Doch wieso der ganze Aufwand durch Putins Machtapparat? Sorgt der Kreml nicht sowieso schon seit Jahren dafür, dass Kritiker:innen kaltgestellt werden? Das jüngste Beispiel ist Alexej Nawalny, der in russischer Haft unter mysteriösen Umständen zu Tode kam. Seine Frau Julia wirft Putin vor, ihren Mann ermordet zu haben. Der liberale Oppositionelle Boris Nadeschdin wurde derweil nicht zur Präsidentschaftswahl zugelassen, ernst zu nehmende Gegenkandidaten gibt es somit nicht mehr.

"In gewisser Weise wird versucht, die Wahlmanipulation an den Wahltagen zu minimieren, durch etwas, was man als Vorabmanipulation bezeichnen könnte", sagt Historiker und Russland-Experte Mark Galeotti. Es gehe darum, die Menschen im Vorfeld zu konditionieren, um die Kluft zwischen dem tatsächlichen und dem verkündeten Wahlergebnis so gering wie möglich zu halten.

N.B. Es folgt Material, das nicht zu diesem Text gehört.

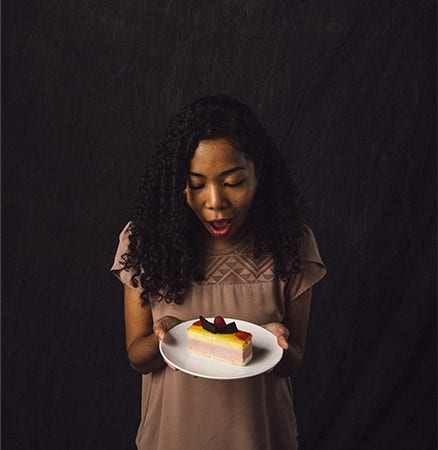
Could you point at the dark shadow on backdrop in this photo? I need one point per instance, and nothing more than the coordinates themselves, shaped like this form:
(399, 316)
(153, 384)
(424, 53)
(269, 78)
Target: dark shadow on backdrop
(347, 89)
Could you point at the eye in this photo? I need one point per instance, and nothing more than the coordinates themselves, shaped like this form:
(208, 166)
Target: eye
(234, 184)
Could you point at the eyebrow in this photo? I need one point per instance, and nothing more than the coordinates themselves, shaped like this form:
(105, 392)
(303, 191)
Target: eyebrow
(224, 173)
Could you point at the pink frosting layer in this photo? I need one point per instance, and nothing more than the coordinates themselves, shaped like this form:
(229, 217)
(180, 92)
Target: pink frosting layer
(226, 354)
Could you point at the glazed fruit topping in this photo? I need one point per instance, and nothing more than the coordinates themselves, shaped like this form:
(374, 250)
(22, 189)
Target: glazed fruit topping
(219, 322)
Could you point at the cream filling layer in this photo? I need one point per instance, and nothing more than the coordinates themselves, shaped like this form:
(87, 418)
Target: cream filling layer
(223, 353)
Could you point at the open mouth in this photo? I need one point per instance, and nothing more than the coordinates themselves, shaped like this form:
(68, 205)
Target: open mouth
(220, 228)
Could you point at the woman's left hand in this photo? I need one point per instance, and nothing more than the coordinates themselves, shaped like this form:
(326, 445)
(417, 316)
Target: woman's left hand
(280, 331)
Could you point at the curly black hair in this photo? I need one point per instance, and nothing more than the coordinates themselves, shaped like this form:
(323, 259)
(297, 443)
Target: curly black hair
(162, 255)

Denn: Putin habe Angst - und zwar vor Protesten. Protesten, wie etwa nach den Präsidentschaftswahlen 2011, den größten seit Zerfall der Sowjetunion.

Russlands Regierung fokussiert sich auf Jugendliche

Generell scheint der Kreml viel in die Jugend investieren zu wollen: Das dritte priorisierte Projekt, die besetzten Gebiete, fokussiert sich vor allem auf Jugendliche. Hunderttausende gibt man für Jugendzentren, Kunststipendien, Wettbewerbe und Organisationen, die die jungen Leute "patriotisch" erziehen sollen, aus. Aber auch militärische Fähigkeiten sollen erlernt werden. Der Kreml hat sich das Ziel gesetzt, jeden fünften Jugendlichen bis Ende 2025 in einem der Programme zu integrieren.

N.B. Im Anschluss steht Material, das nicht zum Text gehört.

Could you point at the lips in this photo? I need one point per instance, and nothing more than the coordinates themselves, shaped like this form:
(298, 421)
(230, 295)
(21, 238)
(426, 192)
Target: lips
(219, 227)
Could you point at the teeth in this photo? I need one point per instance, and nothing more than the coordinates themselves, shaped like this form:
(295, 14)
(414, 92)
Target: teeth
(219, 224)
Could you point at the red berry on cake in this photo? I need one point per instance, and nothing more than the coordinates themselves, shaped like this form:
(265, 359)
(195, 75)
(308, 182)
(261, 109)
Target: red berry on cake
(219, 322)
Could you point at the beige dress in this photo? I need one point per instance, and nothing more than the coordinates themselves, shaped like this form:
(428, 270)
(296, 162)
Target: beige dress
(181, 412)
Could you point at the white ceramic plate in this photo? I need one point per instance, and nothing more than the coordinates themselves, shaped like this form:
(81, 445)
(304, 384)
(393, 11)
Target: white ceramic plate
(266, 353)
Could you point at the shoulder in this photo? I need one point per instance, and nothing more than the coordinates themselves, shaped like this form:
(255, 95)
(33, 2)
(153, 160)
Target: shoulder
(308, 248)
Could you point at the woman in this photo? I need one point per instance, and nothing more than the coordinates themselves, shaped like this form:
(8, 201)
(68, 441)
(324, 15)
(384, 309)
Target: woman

Eine Entwicklung, die Martin Kragh vom Stockholmer Centre for Eastern European Studies mit Sorge betrachtet: "Es reicht nicht mehr aus, dass man nur schweigt und sich nicht widersetzt. Man muss sich tatsächlich an den politischen Organisationen beteiligen, Russland verwandelt sich tatsächlich mehr und mehr in ein totalitäres System."

Laut Leak hat Russland aber noch mehr mit den besetzten ukrainischen Gebieten vor. Demnach soll eine Überwachungssoftware zum Einsatz kommen, die 85 Prozent der Social-Media-Profile ausspähen soll. Schon jetzt soll die Software über 50 Millionen Profile ansehen, um - laut den Dokumenten - "über aufkommende Bedrohungen und neue destruktive Erscheinungen zu informieren".

Zudem sollen 67 Teams im Einsatz sein, um in den besetzten Gebieten ukrainisches Satellitenfernsehen gegen das russische zu ersetzen. Zehn Millionen Euro investiert der Kreml, allein um in den besetzten Gebieten "der Verbreitung verbotener Informationen entgegenzuwirken" und verbotene Inhalte zu blockieren.

Laut "Spiegel" handelt es sich bei den Geheim-Dokumenten insgesamt um 30 Unterlagen und Papiere aus dem Zeitraum 2020 bis Dezember 2023.